Don’t breach my confidentiality! is a plea many an employer makes when they take on a new member of staff. The question of whether employees in general should have post employment restrictions in their standard terms and conditions has come up again this week.

In Early Years’ your staff have access to all range of confidential, sensitive and critical information about your parents, children and in some cases fellow employees.

Here’s just a few off the top of my head:

  • Which parents are living together
  • Which children are subject to a Child Protection Plan
  • What allergies a child has
  • What SEND status a child is
  • Who’s has an allegation about them
  • What’s on someone’s DBS certificate
  • What’s on someone’s Statement of Fitness for Work.

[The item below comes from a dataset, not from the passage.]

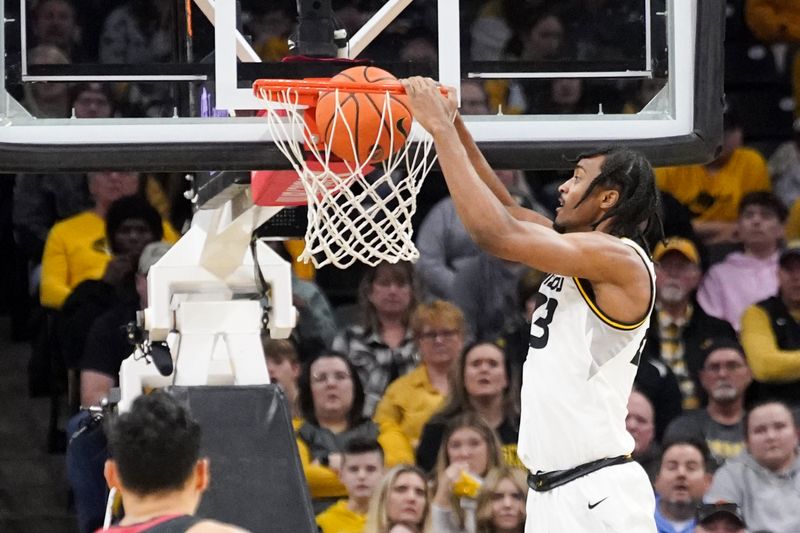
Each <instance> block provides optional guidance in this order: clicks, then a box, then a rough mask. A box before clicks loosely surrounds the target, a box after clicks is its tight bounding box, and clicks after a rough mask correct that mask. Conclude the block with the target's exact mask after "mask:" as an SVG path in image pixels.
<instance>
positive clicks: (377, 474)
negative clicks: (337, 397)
mask: <svg viewBox="0 0 800 533" xmlns="http://www.w3.org/2000/svg"><path fill="white" fill-rule="evenodd" d="M381 478H383V449H382V448H381V445H380V444H378V442H377V441H374V440H365V439H353V440H351V441H350V442H349V443H348V444H347V446H345V449H344V452H343V453H342V467H341V469H340V470H339V479H341V480H342V484H343V485H344V486H345V487H347V498H346V499H342V500H339V501H338V502H336V503H335V504H333V505H332V506H331V507H328V508H327V509H326V510H325V511H323V512H322V513H320V514H319V515H318V516H317V525H318V526H319V527H320V530H321V532H322V533H362V532H363V531H364V526H365V525H366V521H367V510H368V508H369V500H370V498H371V497H372V493H373V492H374V491H375V488H376V487H377V486H378V484H379V483H380V482H381Z"/></svg>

The list can go on and on… Can you imagine what could happen if confidential information was shared. The consequences wouldn’t bear thinking about.

Here at Redwing we’ve been using post employment restrictions (no poaching, no competing, no soliciting) where applicable and not as standard T&C’s. Many contracts just don’t need them, for example your Nursery Nurse is hardly going to poach her colleagues to join her in her new setting, and as she’s not a Manager its not considered good practice for her to be restricted in this way.

Increasingly though staff who leave an Early Years’ setting are breaching the confidentiality of their previous employer. It’s becoming a problem that makes us now wonder whether the confidential post employment clause needs to be given more focus.

In the world of employment most employers seek to protect their confidentiality. It’s often customer lists, intellectual know how, trade secrets from the new employer (often the competition) exploiting this info when the ex-employee joins them. This is one of the reasons why sales people often have garden leave clauses in their T&Cs.

Many employers contain confidentiality clauses in their T&Cs. They are good idea, but if you don’t use them it shouldn’t matter as confidentiality is considered to be an implied term.

Now what do I mean by a implied term?

An implied term is one that is too obvious to state. An expressed term however, is one that isn’t obvious and needs to be stated. So protecting the confidentiality of your previous employer is considered obvious and implied, but how much notice you have to give is not obvious and has to be expressed.

In a world where we like to be specific with our staff and set out our expectations clearly can we do more? Well here at Redwing we think we can.

Here’s my thoughts:

  1. Find out about someone’s values in selection interviews. If you are about to hire a person who likes to gossip, and talk about other people behind their backs, Early Years is not a place for them.
  2. Ask references, whether the ex-employee was confidential. They may not answer but you can ask.
  3. Induct staff carefully about what it means to be confidential in an Early Years’ setting and the consequences of breaches.  Case Studies would be good here and in many case would be cross reference to safeguarding.
  4. Use a robust confidentiality clause in T&Cs, advise explicitly that this will be post employment as well as during employment.
  5. When someone leaves perhaps we should remind them of their implied duty of confidentiality to the ex-employer post employment when we write to acknowledge their resignation. A paragraph carefully worded and assuming compliance would be a good idea, one threatening an ex-employee would not. Tone is everything.
  6. If a breach of confidentiality occurs, write to the ex-employee advising that they are restricted by a post employment restriction in terms of confidentiality and ask them to refrain from further breaches or you will seek to obtain an injunction.